Shauntina Lilly, a spokesperson for the company, said that by late July the sewing community made more than 230,790,000 masks through the chain’s mask kits, fabric donations and support from its partners.

The company SVP Worldwide, which comprises the Singer, Pfaff and Husqvarna Viking sewing brands, has increased production for its Pfaff and Husqvarna Viking facilities, according to Dean Brindle, the company’s chief marketing officer. Though he wouldn’t disclose specific figures, Brindle said that overall, the company has seen growth in all three brands in the range of 20% to 30%.

That growth extends to its spectrum of price points. For Pfaff and Husqvarna Viking products, prices begin at $300 to $400 and cap off near $16,000 to $17,000 for the manufacturer’s suggested retail price.

In late March and April, Singer outperformed the other two brands primarily because of its existing online presence, he added.

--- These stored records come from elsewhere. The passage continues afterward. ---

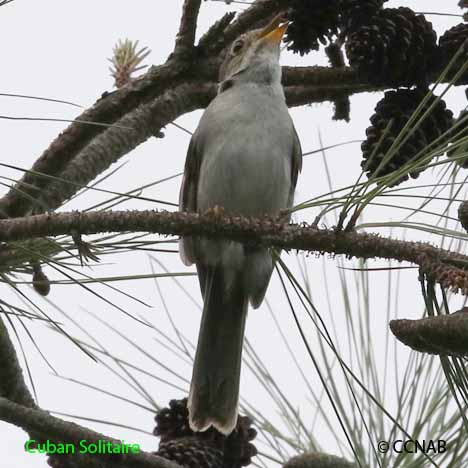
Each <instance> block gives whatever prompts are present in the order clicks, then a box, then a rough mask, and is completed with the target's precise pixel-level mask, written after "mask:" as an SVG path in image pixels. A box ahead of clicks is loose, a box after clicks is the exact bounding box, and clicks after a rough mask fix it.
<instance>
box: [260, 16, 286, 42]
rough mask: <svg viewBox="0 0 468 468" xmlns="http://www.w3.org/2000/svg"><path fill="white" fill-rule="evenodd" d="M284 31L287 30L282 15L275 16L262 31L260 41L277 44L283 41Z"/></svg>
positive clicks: (285, 31)
mask: <svg viewBox="0 0 468 468" xmlns="http://www.w3.org/2000/svg"><path fill="white" fill-rule="evenodd" d="M286 29H288V22H287V21H285V19H284V14H283V13H281V14H279V15H277V16H275V17H274V18H273V20H272V21H271V23H270V24H269V25H268V26H266V27H265V28H263V29H262V31H261V32H260V39H264V40H267V41H271V42H274V43H277V44H279V43H280V42H281V39H283V36H284V33H285V32H286Z"/></svg>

As one of the world’s largest manufacturers of sewing needles, Brindle said SVP Worldwide has its own factory in Brazil and has increased its output to meet the growing global demands.

And while the demand for sewing machines remains on the upswing, that demand isn’t only geographically centered around North America. Brindle says it’s felt globally.

“Our demand at SVP Worldwide could fill virtually every consumer sewing factory in the world for the balance of the year,” he said. “We expect supply constraints to last throughout 2020, believe it or not.”